WASHINGTON -- TV evangelists Jerry Falwell and Pat Robertson, two of the most prominent voices of the religious right, said liberal civil liberties groups, feminists, homosexuals and abortion rights supporters bear partial responsibility for Tuesday's terrorist attacks because their actions have turned God's ire against America.

"God continues to lift the curtain and allow the enemies of America to give us probably what we deserve," said Falwell, appearing Thursday on the Christian Broadcasting Network's 700 Club, hosted by Robertson.

"Jerry, that's my feeling," Robertson responded. "I think we've just seen the antechamber to terror. We haven't even begun to see what they can do to the major population."

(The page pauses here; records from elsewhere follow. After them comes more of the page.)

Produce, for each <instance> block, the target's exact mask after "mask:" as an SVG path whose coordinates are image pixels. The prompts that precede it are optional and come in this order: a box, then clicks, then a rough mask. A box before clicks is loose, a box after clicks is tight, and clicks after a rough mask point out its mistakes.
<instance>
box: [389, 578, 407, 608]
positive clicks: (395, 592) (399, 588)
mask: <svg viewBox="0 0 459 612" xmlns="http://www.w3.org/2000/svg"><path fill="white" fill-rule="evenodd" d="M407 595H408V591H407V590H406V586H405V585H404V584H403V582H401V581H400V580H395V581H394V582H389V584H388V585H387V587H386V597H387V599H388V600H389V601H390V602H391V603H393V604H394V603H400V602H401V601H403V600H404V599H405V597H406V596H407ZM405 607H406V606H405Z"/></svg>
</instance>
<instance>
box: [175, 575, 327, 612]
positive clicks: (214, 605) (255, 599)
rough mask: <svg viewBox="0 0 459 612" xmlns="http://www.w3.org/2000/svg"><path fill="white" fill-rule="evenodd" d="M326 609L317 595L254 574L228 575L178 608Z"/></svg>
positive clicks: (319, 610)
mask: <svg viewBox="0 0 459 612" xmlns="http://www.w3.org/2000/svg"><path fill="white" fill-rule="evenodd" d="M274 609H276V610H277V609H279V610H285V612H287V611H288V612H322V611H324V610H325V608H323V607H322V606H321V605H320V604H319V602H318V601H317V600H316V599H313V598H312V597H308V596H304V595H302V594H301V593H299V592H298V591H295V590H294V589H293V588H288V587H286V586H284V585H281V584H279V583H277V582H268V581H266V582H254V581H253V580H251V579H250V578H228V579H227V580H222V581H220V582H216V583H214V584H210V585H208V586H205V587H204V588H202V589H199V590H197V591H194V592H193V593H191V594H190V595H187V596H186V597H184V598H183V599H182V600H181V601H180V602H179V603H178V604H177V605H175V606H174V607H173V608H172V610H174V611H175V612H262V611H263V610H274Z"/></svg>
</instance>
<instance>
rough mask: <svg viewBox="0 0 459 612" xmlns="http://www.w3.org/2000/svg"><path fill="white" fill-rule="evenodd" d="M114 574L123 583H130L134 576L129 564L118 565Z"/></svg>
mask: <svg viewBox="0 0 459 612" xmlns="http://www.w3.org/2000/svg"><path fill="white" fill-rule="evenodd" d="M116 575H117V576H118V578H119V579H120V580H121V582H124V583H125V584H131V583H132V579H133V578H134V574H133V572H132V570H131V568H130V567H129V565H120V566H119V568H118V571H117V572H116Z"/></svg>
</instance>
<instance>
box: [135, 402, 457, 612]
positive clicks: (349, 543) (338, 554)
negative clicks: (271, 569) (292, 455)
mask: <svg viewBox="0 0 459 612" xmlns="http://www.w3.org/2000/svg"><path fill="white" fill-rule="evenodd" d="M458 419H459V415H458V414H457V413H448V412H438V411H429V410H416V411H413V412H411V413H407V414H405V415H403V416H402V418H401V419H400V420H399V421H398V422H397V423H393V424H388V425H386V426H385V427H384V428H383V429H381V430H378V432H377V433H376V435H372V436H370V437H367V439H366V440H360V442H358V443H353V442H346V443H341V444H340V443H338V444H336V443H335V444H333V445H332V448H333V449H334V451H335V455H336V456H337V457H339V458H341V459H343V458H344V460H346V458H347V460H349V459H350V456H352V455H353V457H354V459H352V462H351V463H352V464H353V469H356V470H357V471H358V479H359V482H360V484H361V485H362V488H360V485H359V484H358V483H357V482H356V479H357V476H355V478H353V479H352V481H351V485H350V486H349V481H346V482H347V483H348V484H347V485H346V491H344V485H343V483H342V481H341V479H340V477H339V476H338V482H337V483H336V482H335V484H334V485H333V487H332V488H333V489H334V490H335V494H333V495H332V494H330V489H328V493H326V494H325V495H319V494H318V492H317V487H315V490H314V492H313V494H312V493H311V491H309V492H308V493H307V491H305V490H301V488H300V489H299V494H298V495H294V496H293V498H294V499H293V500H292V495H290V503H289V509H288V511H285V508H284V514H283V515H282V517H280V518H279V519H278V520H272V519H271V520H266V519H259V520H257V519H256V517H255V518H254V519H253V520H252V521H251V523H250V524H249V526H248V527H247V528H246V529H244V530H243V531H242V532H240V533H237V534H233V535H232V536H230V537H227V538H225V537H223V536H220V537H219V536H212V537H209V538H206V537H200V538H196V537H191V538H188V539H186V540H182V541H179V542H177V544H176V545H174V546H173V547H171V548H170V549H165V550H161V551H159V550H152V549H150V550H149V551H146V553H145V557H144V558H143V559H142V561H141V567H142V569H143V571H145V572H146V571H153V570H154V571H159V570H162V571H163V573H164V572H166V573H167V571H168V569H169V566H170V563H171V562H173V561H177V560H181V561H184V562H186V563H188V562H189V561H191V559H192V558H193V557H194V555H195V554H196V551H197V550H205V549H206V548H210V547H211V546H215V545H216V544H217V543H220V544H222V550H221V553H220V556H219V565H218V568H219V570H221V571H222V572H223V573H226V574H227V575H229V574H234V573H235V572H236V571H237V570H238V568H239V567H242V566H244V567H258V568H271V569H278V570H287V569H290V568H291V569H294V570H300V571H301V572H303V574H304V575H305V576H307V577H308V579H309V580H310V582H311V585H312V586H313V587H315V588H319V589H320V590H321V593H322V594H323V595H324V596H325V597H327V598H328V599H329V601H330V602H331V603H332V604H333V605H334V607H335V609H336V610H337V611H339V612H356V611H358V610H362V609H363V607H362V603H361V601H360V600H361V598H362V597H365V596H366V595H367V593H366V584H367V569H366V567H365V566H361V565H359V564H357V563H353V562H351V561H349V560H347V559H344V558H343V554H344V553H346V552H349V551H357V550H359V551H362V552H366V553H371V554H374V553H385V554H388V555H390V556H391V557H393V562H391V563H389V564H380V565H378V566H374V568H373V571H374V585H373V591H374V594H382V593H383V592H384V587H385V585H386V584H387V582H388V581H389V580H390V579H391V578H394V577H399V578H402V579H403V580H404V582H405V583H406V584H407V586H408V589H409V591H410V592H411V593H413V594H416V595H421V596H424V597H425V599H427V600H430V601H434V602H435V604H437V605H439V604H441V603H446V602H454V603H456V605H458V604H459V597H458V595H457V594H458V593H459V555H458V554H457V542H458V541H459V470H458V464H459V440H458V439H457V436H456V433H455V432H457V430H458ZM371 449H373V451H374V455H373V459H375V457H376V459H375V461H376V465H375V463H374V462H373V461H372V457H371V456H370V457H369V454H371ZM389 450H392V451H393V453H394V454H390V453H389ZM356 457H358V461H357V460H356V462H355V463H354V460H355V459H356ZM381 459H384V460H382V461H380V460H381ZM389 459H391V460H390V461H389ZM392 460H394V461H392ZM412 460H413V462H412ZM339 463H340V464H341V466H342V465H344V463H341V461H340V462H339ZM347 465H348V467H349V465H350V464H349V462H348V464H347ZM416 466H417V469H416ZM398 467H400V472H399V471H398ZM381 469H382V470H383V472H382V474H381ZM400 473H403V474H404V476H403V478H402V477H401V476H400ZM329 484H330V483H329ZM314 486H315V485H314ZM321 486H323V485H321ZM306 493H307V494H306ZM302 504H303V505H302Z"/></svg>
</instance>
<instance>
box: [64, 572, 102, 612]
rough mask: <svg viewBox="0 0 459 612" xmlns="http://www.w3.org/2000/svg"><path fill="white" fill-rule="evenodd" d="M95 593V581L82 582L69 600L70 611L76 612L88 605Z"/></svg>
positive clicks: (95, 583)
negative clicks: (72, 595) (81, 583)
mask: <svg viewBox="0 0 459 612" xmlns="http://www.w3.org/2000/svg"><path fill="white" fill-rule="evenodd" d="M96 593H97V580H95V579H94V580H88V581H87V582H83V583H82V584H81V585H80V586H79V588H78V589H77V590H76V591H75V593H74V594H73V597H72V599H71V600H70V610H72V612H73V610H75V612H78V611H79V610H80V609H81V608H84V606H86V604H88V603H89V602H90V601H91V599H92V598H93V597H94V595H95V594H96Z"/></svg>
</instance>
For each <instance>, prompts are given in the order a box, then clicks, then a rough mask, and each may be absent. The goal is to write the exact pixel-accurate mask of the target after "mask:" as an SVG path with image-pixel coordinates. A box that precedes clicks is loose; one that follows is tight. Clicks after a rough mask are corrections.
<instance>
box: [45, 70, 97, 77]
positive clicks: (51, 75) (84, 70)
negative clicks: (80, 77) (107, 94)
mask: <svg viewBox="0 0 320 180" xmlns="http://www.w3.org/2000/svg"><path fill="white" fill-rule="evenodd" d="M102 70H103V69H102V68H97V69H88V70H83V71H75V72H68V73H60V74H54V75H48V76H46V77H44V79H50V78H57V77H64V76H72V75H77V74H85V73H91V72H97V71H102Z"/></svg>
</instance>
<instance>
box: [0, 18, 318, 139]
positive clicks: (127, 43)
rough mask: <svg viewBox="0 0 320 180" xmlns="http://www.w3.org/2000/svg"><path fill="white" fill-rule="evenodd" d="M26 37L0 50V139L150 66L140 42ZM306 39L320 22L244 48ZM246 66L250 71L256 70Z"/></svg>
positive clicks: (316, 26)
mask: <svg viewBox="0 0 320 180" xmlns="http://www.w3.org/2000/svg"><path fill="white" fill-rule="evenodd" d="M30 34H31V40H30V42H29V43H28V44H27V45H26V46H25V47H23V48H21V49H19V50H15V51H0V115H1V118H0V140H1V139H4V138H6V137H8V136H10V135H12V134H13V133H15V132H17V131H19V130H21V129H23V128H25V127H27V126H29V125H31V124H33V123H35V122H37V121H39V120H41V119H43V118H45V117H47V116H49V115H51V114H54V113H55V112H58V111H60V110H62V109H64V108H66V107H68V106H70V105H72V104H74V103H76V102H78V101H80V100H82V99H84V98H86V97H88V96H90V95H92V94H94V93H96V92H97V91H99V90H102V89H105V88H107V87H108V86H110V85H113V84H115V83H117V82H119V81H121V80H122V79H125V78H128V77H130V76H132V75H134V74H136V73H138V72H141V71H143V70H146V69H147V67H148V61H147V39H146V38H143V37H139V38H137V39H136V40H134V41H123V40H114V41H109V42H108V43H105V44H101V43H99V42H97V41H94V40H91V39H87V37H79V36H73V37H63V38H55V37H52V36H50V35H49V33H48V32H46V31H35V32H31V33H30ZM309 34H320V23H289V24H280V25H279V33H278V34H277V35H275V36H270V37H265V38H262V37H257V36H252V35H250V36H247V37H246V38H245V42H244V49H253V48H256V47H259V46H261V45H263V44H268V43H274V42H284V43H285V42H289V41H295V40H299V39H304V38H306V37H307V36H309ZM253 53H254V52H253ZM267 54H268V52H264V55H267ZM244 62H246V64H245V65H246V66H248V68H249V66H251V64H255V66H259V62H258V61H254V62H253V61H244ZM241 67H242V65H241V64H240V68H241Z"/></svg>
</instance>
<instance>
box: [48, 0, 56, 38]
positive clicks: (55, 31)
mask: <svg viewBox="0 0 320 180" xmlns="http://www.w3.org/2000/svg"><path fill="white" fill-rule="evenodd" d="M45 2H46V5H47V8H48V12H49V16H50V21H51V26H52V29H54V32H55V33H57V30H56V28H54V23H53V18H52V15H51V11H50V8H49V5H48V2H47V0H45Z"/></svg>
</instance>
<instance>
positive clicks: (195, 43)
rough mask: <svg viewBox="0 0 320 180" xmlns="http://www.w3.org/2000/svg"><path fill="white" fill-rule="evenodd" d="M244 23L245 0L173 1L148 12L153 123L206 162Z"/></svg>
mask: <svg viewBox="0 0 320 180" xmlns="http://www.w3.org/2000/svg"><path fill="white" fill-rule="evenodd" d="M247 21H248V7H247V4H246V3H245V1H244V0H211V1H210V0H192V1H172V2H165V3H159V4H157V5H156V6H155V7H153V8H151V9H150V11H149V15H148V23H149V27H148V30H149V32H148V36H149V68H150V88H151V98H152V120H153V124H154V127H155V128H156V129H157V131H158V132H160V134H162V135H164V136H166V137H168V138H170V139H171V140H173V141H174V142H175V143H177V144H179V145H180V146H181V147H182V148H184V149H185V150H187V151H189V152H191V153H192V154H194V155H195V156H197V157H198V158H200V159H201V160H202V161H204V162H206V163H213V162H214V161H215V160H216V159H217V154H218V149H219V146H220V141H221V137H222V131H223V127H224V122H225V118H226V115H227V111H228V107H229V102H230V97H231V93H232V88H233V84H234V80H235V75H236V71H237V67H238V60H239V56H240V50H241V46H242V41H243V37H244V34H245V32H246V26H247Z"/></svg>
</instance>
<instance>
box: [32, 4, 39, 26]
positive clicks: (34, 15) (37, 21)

Falwell said the American Civil Liberties Union has "got to take a lot of blame for this," again winning Robertson's agreement.

Then Falwell broadened his blast to include the federal courts and others who he said were "throwing God out of the public square."

He added: "The abortionists have got to bear some burden for this because God will not be mocked. And when we destroy 40-million little innocent babies, we make God mad. I really believe that the pagans, and the abortionists, and the feminists, and the gays and the lesbians who are actively trying to make that an alternative lifestyle, the ACLU, People for the American Way -- all of them who have tried to secularize America -- I point the finger in their face and say, "You helped this happen.' "

People for the American Way denounced the comments as running directly counter to President Bush's call for national unity. Ralph Neas, the liberal group's president, called the remarks "absolutely inappropriate and irresponsible."

Robertson and others on the religious right gave critical backing to Bush last year when he was battling for the GOP presidential nomination.

A White House official called the Thursday remarks inappropriate.

Falwell was unrepentant, saying in an interview that he was "making a theological statement, not a legal statement."